“I Don’t Always Run, But When I Do…”

I don't always run, but when I do...
Does my head look big?

Someone asked me recently, “Sam, how many miles do you run every day?”

Well, I don’t always run, not every day. The premise of the question is mistaken. That happened in a way similar to the way in which messages become distorted in the child’s game, telephone. Two weeks ago, among a group of acquaintances, there was a conversation about running. It turned out that only a few of us were runners. While discussing goal setting, I said, clearly, that I run only two or three times per week and my goal is to run more often than that. Somehow, Sam is now the daily runner among the group, the star sprinter, the leader of the pack. Oh, that it were true! But look at me. I weigh 215 pounds. If I ran daily I’d certainly be less hefty.

I don’t always run, but when I do run, I run five miles.

Five miles is a good distance for a decent workout for me. It allows me 35 to 40 minutes … ok… 50 to 55 minutes (sometimes 57 if I walk too much) of effective aerobic exercise. It works my legs sufficiently. And it’s enough time to achieve a measure of stress reduction.

I don’t always run, but when I do run, the endorphins make me happy… and that is safer for everyone.

The psychological and emotional benefits of running are more of an incentive for me than the physical benefits. Analytically, I understand that running strengthens my heart and lungs, muscles and bones. It helps keep excess weight off. It’s good for my blood pressure. Having once had a blood pressure problem and having been on medication for it, I have proven that running and losing weight can significantly improve blood pressure. I have been off medication for three years now. Those things are all huge motivators for me to continue running. But the emotional uplift I get from running is even more appealing.

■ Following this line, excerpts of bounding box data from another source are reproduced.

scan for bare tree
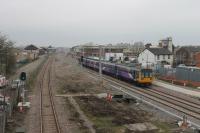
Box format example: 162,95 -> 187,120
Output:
0,33 -> 16,74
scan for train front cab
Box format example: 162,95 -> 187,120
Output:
138,69 -> 153,85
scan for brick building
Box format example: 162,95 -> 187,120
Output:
176,46 -> 200,66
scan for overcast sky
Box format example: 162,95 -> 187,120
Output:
0,0 -> 200,46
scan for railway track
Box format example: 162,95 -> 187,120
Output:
40,57 -> 61,133
86,69 -> 200,125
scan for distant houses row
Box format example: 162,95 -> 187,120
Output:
71,37 -> 200,67
15,44 -> 56,62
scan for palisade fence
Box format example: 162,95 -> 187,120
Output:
155,66 -> 200,82
0,111 -> 6,133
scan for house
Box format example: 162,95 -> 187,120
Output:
24,44 -> 39,60
138,47 -> 173,66
176,46 -> 200,66
39,47 -> 47,55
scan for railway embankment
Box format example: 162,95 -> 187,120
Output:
52,55 -> 192,133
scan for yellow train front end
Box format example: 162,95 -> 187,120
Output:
137,69 -> 154,86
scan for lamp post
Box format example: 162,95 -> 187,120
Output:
99,45 -> 102,82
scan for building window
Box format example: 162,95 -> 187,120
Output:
168,55 -> 170,59
157,55 -> 160,60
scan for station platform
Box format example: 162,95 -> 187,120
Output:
153,80 -> 200,98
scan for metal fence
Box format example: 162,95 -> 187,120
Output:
176,67 -> 200,82
155,67 -> 176,79
155,66 -> 200,82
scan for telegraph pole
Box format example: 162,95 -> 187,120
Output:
99,45 -> 102,82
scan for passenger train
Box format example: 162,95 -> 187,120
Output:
79,58 -> 154,86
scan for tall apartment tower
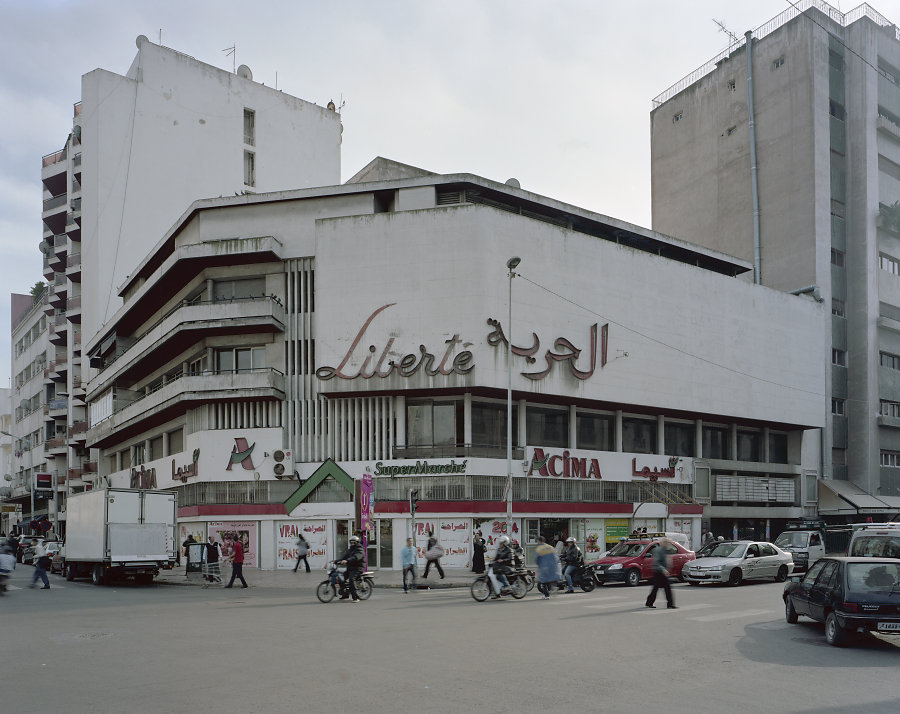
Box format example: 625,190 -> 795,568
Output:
27,35 -> 342,532
651,0 -> 900,508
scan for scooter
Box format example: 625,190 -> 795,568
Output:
469,563 -> 528,602
316,561 -> 375,602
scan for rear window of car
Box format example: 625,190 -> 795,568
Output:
850,533 -> 900,558
847,562 -> 900,592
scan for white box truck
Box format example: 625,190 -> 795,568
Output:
65,488 -> 178,585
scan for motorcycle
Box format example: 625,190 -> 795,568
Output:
469,564 -> 528,602
316,561 -> 375,602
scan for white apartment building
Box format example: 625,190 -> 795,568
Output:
84,159 -> 828,568
651,0 -> 900,522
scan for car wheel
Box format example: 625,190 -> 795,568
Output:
825,612 -> 847,647
784,595 -> 797,625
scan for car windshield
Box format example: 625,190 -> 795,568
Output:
847,561 -> 900,594
607,543 -> 646,558
775,532 -> 809,548
703,543 -> 747,558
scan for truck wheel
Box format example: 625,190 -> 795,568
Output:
91,565 -> 106,585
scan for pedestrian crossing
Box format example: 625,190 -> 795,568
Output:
527,591 -> 783,623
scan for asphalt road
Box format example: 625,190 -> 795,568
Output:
0,566 -> 900,714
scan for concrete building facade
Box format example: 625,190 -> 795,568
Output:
85,159 -> 826,568
651,0 -> 900,520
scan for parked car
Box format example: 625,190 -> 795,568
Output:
783,557 -> 900,646
847,523 -> 900,558
47,543 -> 66,575
588,538 -> 694,585
682,540 -> 794,585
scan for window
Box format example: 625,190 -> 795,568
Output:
244,151 -> 256,186
525,404 -> 569,449
406,401 -> 459,446
664,423 -> 697,456
244,108 -> 256,146
703,426 -> 728,459
622,417 -> 656,454
880,253 -> 900,275
575,412 -> 616,451
879,352 -> 900,370
881,399 -> 900,418
216,347 -> 266,372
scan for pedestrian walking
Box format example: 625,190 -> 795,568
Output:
225,538 -> 249,588
294,533 -> 309,573
534,536 -> 560,600
422,531 -> 444,580
28,538 -> 50,590
400,538 -> 418,592
472,531 -> 487,573
644,538 -> 676,610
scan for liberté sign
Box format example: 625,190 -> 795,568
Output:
316,302 -> 609,381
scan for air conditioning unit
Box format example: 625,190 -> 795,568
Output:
272,449 -> 294,479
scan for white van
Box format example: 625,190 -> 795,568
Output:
775,530 -> 825,572
847,522 -> 900,558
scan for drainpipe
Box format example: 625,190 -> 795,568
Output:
744,30 -> 760,285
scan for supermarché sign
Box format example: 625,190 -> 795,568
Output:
375,459 -> 468,476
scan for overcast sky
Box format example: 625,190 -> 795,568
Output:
0,0 -> 900,386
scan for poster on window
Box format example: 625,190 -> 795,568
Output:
208,521 -> 259,568
474,518 -> 522,559
438,518 -> 472,568
275,521 -> 328,570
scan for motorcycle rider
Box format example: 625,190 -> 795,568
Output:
338,535 -> 365,602
560,536 -> 584,593
492,536 -> 513,599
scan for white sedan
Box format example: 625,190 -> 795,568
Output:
681,540 -> 794,585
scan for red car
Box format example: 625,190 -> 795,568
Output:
589,537 -> 696,586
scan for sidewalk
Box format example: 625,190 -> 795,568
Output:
156,564 -> 477,590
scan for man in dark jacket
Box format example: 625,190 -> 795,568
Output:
338,536 -> 365,602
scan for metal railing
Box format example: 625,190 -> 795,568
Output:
652,0 -> 900,108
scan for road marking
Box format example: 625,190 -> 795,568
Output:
690,610 -> 775,622
635,602 -> 717,614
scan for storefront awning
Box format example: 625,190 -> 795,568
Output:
819,479 -> 900,516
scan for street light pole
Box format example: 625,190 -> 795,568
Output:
506,255 -> 522,535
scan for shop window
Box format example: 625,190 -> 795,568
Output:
406,401 -> 461,446
622,417 -> 656,454
575,412 -> 616,451
737,431 -> 761,461
472,402 -> 519,448
525,405 -> 569,449
664,423 -> 696,456
769,434 -> 788,464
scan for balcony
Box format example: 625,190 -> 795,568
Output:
87,367 -> 284,448
89,296 -> 285,399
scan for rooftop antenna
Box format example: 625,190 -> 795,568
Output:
713,18 -> 738,52
222,45 -> 237,74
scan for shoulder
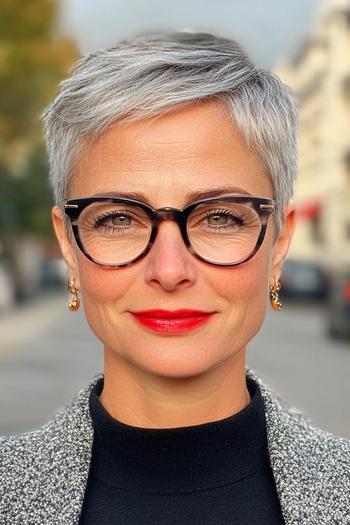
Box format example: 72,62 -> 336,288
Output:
248,370 -> 350,525
0,375 -> 101,524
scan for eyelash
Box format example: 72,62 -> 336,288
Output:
205,208 -> 245,229
94,210 -> 134,230
94,208 -> 245,231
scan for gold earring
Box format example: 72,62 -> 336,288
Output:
269,279 -> 282,310
68,278 -> 80,312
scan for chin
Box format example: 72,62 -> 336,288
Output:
126,344 -> 232,379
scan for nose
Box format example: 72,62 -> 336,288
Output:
145,220 -> 197,291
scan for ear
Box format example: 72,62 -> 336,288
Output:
51,206 -> 79,284
270,203 -> 296,279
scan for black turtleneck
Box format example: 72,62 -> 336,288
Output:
79,377 -> 284,525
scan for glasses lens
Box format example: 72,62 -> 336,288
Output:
78,202 -> 152,265
78,200 -> 261,266
187,201 -> 261,264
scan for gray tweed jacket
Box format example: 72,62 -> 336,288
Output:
0,368 -> 350,525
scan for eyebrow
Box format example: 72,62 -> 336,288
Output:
92,186 -> 252,208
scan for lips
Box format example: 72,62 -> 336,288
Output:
132,309 -> 213,319
130,309 -> 215,334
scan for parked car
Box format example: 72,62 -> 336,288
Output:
327,267 -> 350,339
281,259 -> 329,299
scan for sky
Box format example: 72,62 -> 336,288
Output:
61,0 -> 323,69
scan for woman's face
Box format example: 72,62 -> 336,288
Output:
53,102 -> 294,377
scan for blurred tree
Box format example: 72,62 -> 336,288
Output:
0,0 -> 78,236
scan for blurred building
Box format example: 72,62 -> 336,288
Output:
276,0 -> 350,269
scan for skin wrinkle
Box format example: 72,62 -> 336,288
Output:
53,101 -> 294,428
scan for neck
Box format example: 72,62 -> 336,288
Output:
100,348 -> 250,428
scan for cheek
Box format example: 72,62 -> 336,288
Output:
211,246 -> 270,348
79,256 -> 131,302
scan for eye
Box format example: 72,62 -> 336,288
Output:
206,209 -> 245,227
94,210 -> 136,229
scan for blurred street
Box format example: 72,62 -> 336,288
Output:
0,294 -> 350,437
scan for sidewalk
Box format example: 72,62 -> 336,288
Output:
0,291 -> 67,359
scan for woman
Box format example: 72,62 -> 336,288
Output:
0,32 -> 350,525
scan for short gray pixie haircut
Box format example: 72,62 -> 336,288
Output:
43,31 -> 297,231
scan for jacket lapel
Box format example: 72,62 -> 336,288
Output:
40,368 -> 350,525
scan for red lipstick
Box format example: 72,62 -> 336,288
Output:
130,309 -> 215,334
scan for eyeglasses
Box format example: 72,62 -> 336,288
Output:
64,195 -> 275,267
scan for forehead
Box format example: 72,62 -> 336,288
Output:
69,101 -> 272,206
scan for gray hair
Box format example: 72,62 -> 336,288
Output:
43,31 -> 297,231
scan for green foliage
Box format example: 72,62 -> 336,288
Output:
0,0 -> 77,240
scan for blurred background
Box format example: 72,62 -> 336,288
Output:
0,0 -> 350,437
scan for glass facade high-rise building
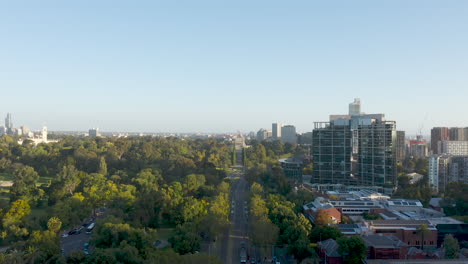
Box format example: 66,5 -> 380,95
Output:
312,100 -> 397,189
349,98 -> 361,115
5,113 -> 13,135
271,123 -> 283,139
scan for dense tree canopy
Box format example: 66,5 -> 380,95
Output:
0,136 -> 236,263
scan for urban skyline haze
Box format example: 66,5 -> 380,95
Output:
0,1 -> 468,135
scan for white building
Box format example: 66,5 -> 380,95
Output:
271,123 -> 283,139
281,125 -> 297,144
349,98 -> 361,115
437,140 -> 468,156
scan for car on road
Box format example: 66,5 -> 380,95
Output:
240,241 -> 247,263
76,226 -> 84,234
83,242 -> 89,255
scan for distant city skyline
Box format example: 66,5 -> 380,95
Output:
0,0 -> 468,136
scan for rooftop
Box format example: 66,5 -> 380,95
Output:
319,238 -> 341,257
362,235 -> 406,248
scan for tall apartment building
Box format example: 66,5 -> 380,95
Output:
281,125 -> 297,144
449,127 -> 466,141
431,127 -> 450,154
428,154 -> 468,192
88,128 -> 101,137
437,140 -> 468,156
271,123 -> 283,139
349,98 -> 361,115
312,99 -> 397,188
257,128 -> 271,141
5,113 -> 13,135
395,131 -> 406,161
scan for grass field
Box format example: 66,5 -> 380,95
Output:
0,172 -> 13,181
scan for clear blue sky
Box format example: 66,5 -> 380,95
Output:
0,0 -> 468,134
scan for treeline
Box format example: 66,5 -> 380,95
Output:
0,136 -> 233,263
245,141 -> 324,262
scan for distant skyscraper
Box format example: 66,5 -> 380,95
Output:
88,128 -> 101,137
281,125 -> 297,144
271,123 -> 283,139
257,128 -> 271,141
396,131 -> 406,161
21,126 -> 31,136
437,140 -> 468,156
312,99 -> 396,190
428,154 -> 468,192
42,126 -> 47,143
431,127 -> 450,154
349,98 -> 361,115
5,113 -> 13,135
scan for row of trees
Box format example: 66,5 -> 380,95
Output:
0,136 -> 235,263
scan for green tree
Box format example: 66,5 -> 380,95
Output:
27,230 -> 60,261
443,234 -> 460,259
288,234 -> 315,263
2,200 -> 31,239
337,236 -> 367,264
132,168 -> 162,193
10,165 -> 42,202
47,217 -> 62,233
98,157 -> 107,176
169,223 -> 201,254
183,174 -> 206,193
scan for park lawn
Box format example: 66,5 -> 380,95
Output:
0,187 -> 10,203
36,177 -> 52,186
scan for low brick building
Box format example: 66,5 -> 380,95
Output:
366,220 -> 437,248
362,234 -> 408,259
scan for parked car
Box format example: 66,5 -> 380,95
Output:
76,226 -> 84,234
83,242 -> 89,255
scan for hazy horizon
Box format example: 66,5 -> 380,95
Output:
0,0 -> 468,135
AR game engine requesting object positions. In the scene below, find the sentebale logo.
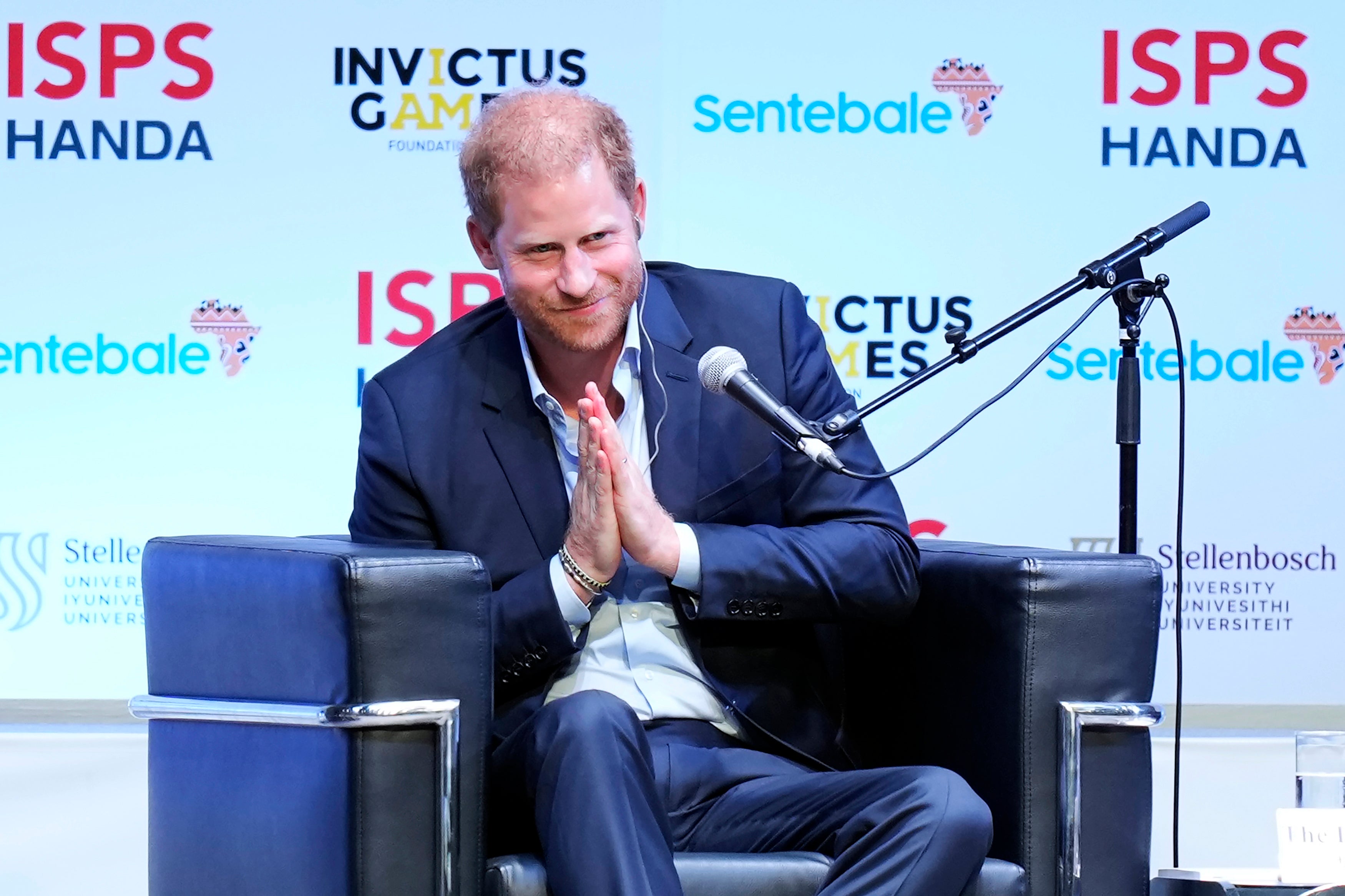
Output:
[0,531,47,631]
[1285,307,1345,386]
[191,299,261,377]
[933,58,1003,137]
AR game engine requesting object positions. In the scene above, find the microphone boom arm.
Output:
[820,202,1209,441]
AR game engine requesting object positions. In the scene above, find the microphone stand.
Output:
[815,210,1209,554]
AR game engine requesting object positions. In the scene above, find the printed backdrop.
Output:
[0,0,1345,704]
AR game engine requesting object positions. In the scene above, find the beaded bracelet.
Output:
[561,542,612,595]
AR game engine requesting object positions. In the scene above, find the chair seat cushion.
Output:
[486,853,1026,896]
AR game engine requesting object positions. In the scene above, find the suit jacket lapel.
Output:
[640,274,702,522]
[482,315,569,557]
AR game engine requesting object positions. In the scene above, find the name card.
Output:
[1275,808,1345,884]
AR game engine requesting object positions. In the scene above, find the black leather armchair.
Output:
[132,537,1162,896]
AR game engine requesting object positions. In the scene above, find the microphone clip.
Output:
[1115,274,1172,342]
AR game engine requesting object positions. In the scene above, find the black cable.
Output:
[841,279,1186,868]
[1158,292,1186,868]
[841,279,1186,868]
[841,279,1146,480]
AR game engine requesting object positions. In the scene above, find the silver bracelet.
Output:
[561,542,612,595]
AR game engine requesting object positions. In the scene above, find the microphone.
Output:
[697,346,845,472]
[1079,202,1209,288]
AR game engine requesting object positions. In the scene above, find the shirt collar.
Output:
[515,301,640,420]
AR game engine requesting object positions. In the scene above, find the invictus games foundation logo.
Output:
[0,531,47,631]
[191,299,261,377]
[1285,307,1345,386]
[933,56,1003,137]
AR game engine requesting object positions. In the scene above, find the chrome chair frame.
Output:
[129,694,459,896]
[1056,700,1164,896]
[129,694,1164,896]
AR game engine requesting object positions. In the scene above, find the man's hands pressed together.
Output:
[565,382,682,604]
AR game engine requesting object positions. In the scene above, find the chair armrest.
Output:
[847,539,1162,896]
[144,536,494,896]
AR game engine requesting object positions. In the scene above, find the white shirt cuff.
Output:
[551,554,592,638]
[672,523,701,589]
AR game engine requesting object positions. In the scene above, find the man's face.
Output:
[467,155,644,351]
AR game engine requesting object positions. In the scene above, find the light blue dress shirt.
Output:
[518,308,740,736]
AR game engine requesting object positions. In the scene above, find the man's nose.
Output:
[556,247,597,297]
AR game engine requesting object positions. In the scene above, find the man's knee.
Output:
[916,765,994,851]
[540,690,644,745]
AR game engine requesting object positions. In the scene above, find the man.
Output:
[350,89,990,896]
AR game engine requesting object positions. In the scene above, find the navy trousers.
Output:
[491,690,990,896]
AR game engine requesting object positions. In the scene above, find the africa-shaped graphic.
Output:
[933,58,1003,137]
[191,299,261,377]
[1285,307,1345,386]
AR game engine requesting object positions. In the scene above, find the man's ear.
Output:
[631,179,648,231]
[467,218,500,270]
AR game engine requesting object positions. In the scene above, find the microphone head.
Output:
[696,346,748,395]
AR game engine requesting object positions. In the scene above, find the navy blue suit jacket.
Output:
[350,262,917,767]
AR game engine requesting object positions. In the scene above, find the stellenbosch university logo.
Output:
[0,531,47,631]
[0,299,261,377]
[1045,308,1323,385]
[5,22,215,161]
[332,47,588,152]
[1069,537,1337,635]
[693,58,1003,136]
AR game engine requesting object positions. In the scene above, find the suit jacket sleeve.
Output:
[350,379,588,685]
[681,284,919,624]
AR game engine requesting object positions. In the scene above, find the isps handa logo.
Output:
[0,531,47,631]
[1102,28,1307,171]
[332,47,588,152]
[693,58,1003,137]
[355,269,505,408]
[5,22,215,161]
[0,299,261,377]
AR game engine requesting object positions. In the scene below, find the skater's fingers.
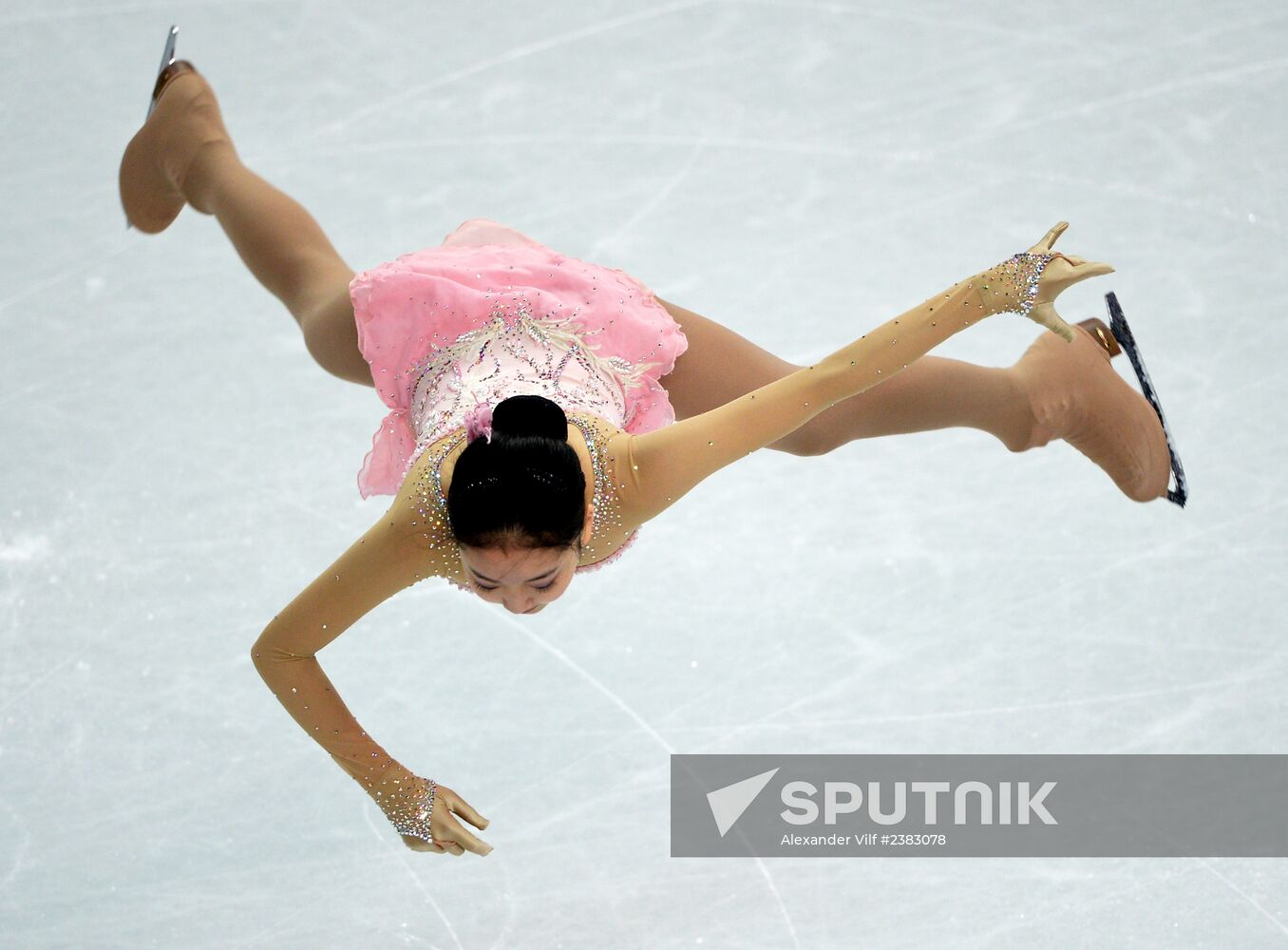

Think of this: I sit in a cube eight hours a day, chained to a computer, often working on complex logic problems, often having more on my to do list than can realistically be done in one day. In addition, my team spent the last three years working on a high priority project, all of us working many extra hours under a lot of pressure. In addition to that, our company has been going through continuing reorganization of our IT department. That equals STRESS indeed.

Phew! Writing that last paragraph makes me want to put my sneaks on and go for a run right now! (10:15 PM) I sit in my cube all day and I feel like a sponge that is sopping up all the stress and negativity all around me. I get soaked and soggy and STRESSED. I reach full saturation and then I need to sweat it out. I need to hit the road. Sometimes it’s tempting to run five miles straight away from the office and not come back! Getting out there and getting my feet moving helps my knotted thoughts unravel. Often, after spending half the day frustrated over a difficult problem, I find a solution while running at lunchtime. Sometimes this happens suddenly, as if my subconscious had been working on the problem while the rest of my brain was focused on keeping my legs going. When those problem solving runs occur, I tend to run a little faster so I can get back to my desk to put the solution into action!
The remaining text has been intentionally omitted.